Fracture morphology differed when the fracture initiated from sandstone or coal. The fracture geometry was simple when the fracture initiated from the sandstone layer; in most cases, the fracture propagated perpendicular to the direction of the minimum horizontal stress. When the fracture initiated from the coal layer, the fracture morphology was more complex with three main patterns: (1) The hydraulic fracture initiated and propagated alongside the natural fracture, partially diverging due to in situ stress and forming secondary fractures. (2) The hydraulic fracture initiated and propagated in the direction of the maximum horizontal stress. (3) Multiple fractures initiated and propagated simultaneously.
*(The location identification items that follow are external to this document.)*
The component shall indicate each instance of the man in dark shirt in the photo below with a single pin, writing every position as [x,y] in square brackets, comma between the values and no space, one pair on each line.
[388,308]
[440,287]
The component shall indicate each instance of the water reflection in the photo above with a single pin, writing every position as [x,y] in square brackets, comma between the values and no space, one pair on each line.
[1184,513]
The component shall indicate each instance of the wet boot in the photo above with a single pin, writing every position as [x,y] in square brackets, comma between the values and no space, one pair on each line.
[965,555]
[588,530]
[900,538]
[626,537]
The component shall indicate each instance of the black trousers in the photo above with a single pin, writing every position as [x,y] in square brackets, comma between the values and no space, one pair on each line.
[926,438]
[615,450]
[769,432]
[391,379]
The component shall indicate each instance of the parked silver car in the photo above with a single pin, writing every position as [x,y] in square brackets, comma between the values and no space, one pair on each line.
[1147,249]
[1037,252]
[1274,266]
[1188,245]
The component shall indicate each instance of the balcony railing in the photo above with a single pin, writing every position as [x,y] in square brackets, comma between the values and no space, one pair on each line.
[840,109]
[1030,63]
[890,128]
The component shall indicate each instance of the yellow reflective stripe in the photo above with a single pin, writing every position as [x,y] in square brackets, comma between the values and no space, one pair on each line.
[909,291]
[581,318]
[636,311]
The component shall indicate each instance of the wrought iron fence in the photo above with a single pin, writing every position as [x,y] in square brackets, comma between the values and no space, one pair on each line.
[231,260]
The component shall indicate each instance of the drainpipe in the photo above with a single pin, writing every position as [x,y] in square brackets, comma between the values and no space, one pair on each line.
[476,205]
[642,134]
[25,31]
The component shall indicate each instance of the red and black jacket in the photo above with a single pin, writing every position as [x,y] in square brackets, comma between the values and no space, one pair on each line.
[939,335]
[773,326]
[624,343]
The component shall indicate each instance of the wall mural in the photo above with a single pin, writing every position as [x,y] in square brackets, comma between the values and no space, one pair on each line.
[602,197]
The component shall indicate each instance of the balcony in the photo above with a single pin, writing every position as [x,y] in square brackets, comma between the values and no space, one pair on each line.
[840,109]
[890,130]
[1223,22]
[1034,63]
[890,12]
Operation parameters (fracturing fluid viscosity and injection rate) would significantly affect the fracture propagation and penetration behavior. Appropriate viscosity as well as injection rate would ensure a large vertical propagation distance of the fracture and increase the possibility of a fracture network forming. Too low a viscosity or injection rate of fluids would cause leakage through weak planes and as a result forming multiple fractures with limited fracture height. Too high a viscosity or injection rate of fluids would lead to forming a single fracture with lower SRV. Additionally, comparing with operation parameters, the natural weak plane characteristics (such as development of weak planes and distribution) of coal were the main controlling factor.

Pressure curves differed markedly when the fracture initiated from different layers. The fracture initiation pressure was high in the sandstone comparing to that in the coal layer. Affected by natural fractures, the breakdown pressure varied in a wide range when the initiation position was located in the coal. Also, the more complex the connection between main fractures and secondary fractures, the more severe the curve fluctuation would be.

During the process of co-exploitation, not only complex fracture networks were required in the coal seam, but also enough vertical propagation distance of the main fractures was needed to connect multiple gas layers. When the natural fractures were well developed in the coal layer, it was recommended to fracture tight sandstone layers first to improve the stimulation effects. At the same time, a mixed fracturing method can be used: a high-viscosity fracturing fluid was adopted first to form wide main fractures and followed by a degradable fiber active water fracturing fluid to increase SRV, lowering leakage and increasing fracture height.